Boston College football nearly squandered a 10-point third quarter lead in overtime, but Pittsburgh kicker Alex Kessman missed the game-tying extra point. If there were any fans in Alumni Stadium, the crowd would’ve gone wild. Instead, the team jumped off the sidelines and swarmed each other in the center of the field as BC (3-1, 2-1 Atlantic Coast) eked out a 31-30 victory over the Panthers (3-2, 2-2).
Phil Jurkovec and Zay Flowers were the stars of the night, as Jurkovec passed for 358 yards. Nearly half of his yardage went to Flowers, who racked up 162 yards and three touchdowns. Still, the Eagles showed many of the same glaring issues that have plagued them in the first three games of the season, mainly their failure to get push in the run game and to protect Jurkovec in the pocket. Here are three takeaways from the game:
The Eagles Are Best Under Center, but There’s Work to be Done
If there was one thing that Eagles fans united behind at the end of the Steve Addazio era, it was that without AJ Dillon, BC needed a pass game. Head coach Jeff Hafley and offensive coordinator Frank Cignetti Jr. have certainly brought that style of offense that has been missing in years past, but BC’s offense has repeatedly shown that it does better from under center.
Saturday’s game was no exception. Both Jurkovec and the offensive line looked much more comfortable coming out from under center. While teams often opt for the shotgun to give the quarterback more time in the pocket, the formation had the opposite effect for the Eagles. Jurkovec was under siege all game long as the offensive line struggles continued, and Pitt came away with five sacks. Jurkovec also shoulders a lot of the blame for the Eagles’ struggles out of the shotgun. He looked jumpy and struggled with his footwork and timing, often moving disjointedly around the pocket and into the way of oncoming pressure.
Jurkovec is a totally different quarterback from under center, taking confident drops and looking much more in sync with his receivers’ timing. A big piece of the increased success comes from the Eagles’ play action from under center. The threat of the run prevented the Panthers’ defensive line from immediately keying in on Jurkovec, giving Jurkovec the confidence to look downfield and connect on deep shots, like this one to Zay Flowers:
The Eagles also looked better run blocking from under center, finally showing the ability to get push and create holes that they have lacked for much of the season.
Still, the run blocking is nowhere near where it needs to be for BC to pose a legitimate threat rushing the ball with any consistency. The duo of David Bailey and Pat Garwo averaged a measly 2.5 yards per attempt in the game.

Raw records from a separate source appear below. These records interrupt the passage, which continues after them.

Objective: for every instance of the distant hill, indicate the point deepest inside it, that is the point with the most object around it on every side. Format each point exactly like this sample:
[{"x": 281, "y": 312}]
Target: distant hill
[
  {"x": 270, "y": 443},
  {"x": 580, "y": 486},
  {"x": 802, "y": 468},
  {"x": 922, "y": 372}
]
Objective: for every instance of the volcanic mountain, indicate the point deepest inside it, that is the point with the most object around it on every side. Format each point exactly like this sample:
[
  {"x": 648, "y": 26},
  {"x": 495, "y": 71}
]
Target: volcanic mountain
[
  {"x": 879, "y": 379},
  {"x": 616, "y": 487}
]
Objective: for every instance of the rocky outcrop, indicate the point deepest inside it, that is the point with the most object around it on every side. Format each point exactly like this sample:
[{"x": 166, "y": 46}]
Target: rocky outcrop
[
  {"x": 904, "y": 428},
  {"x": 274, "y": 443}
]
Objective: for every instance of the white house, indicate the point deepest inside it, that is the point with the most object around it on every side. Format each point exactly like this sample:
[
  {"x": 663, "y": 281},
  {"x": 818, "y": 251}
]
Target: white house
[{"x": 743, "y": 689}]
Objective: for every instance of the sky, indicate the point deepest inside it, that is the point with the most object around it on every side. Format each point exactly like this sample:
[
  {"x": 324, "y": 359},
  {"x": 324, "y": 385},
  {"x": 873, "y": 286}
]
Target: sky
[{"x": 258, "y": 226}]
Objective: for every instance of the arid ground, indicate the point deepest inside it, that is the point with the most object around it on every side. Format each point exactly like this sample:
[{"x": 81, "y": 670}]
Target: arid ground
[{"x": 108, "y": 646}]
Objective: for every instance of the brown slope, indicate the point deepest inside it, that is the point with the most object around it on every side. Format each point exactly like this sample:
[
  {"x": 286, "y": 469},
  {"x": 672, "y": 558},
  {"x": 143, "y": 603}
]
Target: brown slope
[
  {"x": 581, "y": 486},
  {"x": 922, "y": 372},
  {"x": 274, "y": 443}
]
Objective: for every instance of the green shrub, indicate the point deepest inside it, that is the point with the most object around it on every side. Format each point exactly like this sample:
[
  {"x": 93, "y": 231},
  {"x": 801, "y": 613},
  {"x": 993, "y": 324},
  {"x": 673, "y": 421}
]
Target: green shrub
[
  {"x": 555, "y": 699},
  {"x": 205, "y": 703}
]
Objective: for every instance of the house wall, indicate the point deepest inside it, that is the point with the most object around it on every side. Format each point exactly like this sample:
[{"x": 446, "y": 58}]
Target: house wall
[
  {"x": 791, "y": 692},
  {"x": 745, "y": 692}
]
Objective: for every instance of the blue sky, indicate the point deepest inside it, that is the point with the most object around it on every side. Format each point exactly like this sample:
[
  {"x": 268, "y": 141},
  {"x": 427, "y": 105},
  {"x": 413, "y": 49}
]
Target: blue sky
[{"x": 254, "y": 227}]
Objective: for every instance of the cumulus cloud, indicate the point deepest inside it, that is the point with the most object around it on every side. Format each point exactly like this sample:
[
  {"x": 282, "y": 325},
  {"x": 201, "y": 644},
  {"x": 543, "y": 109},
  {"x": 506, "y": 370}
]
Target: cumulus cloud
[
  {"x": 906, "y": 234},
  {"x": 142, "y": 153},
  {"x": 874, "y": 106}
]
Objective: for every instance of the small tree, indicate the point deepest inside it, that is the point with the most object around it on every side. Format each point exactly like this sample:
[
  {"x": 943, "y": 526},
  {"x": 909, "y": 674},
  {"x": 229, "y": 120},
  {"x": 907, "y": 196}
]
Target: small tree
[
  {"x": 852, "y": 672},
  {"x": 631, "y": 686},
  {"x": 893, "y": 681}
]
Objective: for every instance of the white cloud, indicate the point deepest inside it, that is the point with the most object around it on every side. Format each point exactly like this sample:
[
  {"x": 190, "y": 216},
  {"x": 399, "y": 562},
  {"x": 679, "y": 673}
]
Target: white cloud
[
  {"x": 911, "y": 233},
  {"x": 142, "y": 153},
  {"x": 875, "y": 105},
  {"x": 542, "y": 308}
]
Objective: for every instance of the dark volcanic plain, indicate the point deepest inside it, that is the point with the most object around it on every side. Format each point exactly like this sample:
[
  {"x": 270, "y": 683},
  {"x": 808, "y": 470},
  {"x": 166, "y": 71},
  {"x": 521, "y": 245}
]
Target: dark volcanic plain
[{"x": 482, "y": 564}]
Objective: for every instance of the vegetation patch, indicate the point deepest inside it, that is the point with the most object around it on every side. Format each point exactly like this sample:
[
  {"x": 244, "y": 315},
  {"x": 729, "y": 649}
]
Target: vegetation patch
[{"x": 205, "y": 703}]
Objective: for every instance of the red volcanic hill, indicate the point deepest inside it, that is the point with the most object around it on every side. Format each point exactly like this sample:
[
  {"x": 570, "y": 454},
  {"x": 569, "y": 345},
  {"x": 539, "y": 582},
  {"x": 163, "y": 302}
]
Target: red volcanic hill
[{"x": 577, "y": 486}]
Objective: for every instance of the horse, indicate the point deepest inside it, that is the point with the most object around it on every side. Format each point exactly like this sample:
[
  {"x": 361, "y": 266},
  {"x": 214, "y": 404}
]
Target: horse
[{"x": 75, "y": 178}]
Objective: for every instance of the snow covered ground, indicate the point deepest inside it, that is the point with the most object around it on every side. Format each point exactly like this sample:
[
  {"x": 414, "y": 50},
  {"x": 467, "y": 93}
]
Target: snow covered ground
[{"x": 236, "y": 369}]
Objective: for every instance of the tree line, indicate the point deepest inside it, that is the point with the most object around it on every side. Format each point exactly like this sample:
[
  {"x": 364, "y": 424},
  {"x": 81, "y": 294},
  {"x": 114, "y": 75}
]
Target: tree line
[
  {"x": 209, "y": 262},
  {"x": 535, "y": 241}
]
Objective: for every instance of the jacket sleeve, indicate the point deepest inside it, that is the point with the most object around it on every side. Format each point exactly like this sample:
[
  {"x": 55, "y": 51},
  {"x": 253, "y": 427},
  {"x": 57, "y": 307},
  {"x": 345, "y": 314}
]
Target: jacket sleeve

Great Secondary Play Downfield
After allowing long completions on Pitt’s first two possessions, the Eagles’ secondary displayed impressive coverage skills for the rest of the game. BC’s secondary was particularly effective at preventing Panthers quarterback Kenny Pickett from connecting on downfield shots. While Pickett passed for a respectable 266 yards, he completed just 52 percent of his passes and averaged only 5.5 yards per attempt. Brandon Sebastian put in a dominant performance, blanketing Pitt’s receivers all game. Fellow starters Elijah Jones and Josh DeBerry also played lockdown defense, with DeBerry coming up with a huge fourth-quarter interception. The Eagles also got strong play from their depth players as Jason Maitre and Tate Haynes played well.
Haynes cost the Eagles a stop early on in the game by jumping offside on fourth down, but he more than redeemed himself down the stretch with great coverage at the end of the game.
The Eagles’ success at covering downfield forced the Panthers’ offense to center on short passes near the line of scrimmage, where BC’s linebackers were largely able to prevent Pitt’s receivers from picking up many yards after the catch.
Getting into the Backfield but Struggling to Finish
BC’s defensive line and linebackers had no trouble getting into the Panthers’ backfield, repeatedly getting pressure on Pickett and swarming Pitt’s running backs. Marcus Valdez led the charge for the Eagles as usual, tallying 1.5 tackles for loss and wreaking havoc on the left side of Pitt’s line. Even so, the Eagles only came up with one sack despite the constant pressure. Pickett proved elusive all game, dodging and slipping away from oncoming pressure and repeatedly turning what seemed to be sure losses into first downs. BC’s commitment to getting into the backfield left the Eagles with nobody in the middle of the field to track Pickett’s runs, and he had plenty of space after breaking the pocket.